Take Time For Big Decisions
In The Almanack of Naval Ravikant, it is suggested to spend a lot of time thinking about the main decisions in life. As in years.
The big decisions in early life are then listed as:
- Where to live
- Who you’re with
- What to do (for a living)
These three decisions will determine a lot of your life and can easily turn it one way or another. They can create pivotal moments in our life.
Many people probably spend too little time with such big decisions. I probably did.
Work/Job
Maybe you get into a job or field because you’re vaguely interested in it, or because you’re obviously skilled at something and others encourage you to follow that path, e.g. by offering you a job or suggesting you to study this or that.
I could certainly have spent more time about what subject to study, or how to move forward after my bachelor’s degree, then after my master’s degree. Once I had started studying, I just kept moving forward. BSc, MSc, PhD. I had ideas about changing universities, for example, but ended up walking the whole path at the same familiar place, once I got used to it.
At least I had about a year to think about what to study between high school and going to university. Half a year of military service and the other half travelling. I sometimes think such a year might have helped me to move forward after each of these steps.
Relationship
Maybe you start a relationship soon after the last one ended, because you felt miserable alone. You can’t stand it and don’t reflect much on what had happened. So you end up with someone else a few weeks or months later and then a similar story unfolds that you had with your last partner.
Location
Maybe you live in a city for the sole reason that you’ve found a job nearby. And you end up staying because it gets more and more familiar. But there was never much pondering about where you would really like to live if you had the option to choose.
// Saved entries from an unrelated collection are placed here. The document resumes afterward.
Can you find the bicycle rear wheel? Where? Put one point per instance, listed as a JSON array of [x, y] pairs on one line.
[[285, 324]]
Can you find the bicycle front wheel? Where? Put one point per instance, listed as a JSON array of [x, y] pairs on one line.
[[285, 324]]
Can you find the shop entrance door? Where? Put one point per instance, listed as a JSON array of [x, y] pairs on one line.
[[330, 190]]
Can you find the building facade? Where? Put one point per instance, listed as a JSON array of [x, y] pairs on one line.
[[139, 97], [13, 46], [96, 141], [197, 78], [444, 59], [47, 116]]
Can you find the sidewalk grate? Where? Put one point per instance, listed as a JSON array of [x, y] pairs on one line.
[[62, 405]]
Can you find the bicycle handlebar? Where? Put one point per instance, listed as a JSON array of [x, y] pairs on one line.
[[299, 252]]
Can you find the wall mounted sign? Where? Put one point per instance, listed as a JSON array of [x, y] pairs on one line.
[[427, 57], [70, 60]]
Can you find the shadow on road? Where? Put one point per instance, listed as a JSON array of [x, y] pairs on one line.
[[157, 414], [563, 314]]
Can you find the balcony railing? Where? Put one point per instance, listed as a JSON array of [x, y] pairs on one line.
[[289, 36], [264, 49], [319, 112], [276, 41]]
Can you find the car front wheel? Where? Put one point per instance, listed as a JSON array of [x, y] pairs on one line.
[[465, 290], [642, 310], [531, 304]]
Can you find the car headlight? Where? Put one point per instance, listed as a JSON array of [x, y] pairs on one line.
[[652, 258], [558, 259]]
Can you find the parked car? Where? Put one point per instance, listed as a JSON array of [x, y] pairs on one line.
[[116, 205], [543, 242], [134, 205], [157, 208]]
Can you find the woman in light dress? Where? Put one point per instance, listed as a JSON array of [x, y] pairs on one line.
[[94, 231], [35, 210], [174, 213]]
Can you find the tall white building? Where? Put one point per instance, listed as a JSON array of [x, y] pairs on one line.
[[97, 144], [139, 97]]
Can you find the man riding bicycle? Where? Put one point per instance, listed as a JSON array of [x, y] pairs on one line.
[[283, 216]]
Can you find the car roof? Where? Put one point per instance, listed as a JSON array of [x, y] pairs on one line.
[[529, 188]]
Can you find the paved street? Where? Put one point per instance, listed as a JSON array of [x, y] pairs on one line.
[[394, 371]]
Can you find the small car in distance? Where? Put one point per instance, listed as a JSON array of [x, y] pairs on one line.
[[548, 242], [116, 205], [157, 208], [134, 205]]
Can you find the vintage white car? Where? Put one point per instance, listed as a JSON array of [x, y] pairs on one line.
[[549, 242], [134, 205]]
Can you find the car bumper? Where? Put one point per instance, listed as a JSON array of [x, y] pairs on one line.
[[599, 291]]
J.R. Parrish writes in If I’d Known Then What I Know Now that you should choose where to life, before worrying about your job. You’d find somethign once you’re there and being happy about the place you live at is so much more important.
I now think that for more people than do realize it, it is possible to find a job that is not linked to a fixed location anymore. If you find a job or a way to earn a living that is location-independet, that you can do remotely, you can later decide where to life or switch places more often to your liking. That’s a huge opportunity that is opening up to more and more people these days, not last since the more widespread acceptance of remote work due to so many being forced to work from home since the COVID-19 pandemic started.
Taken together, spending lots of time pondering big questions that can have a huge influence on the rest of your life, seems like sound advice.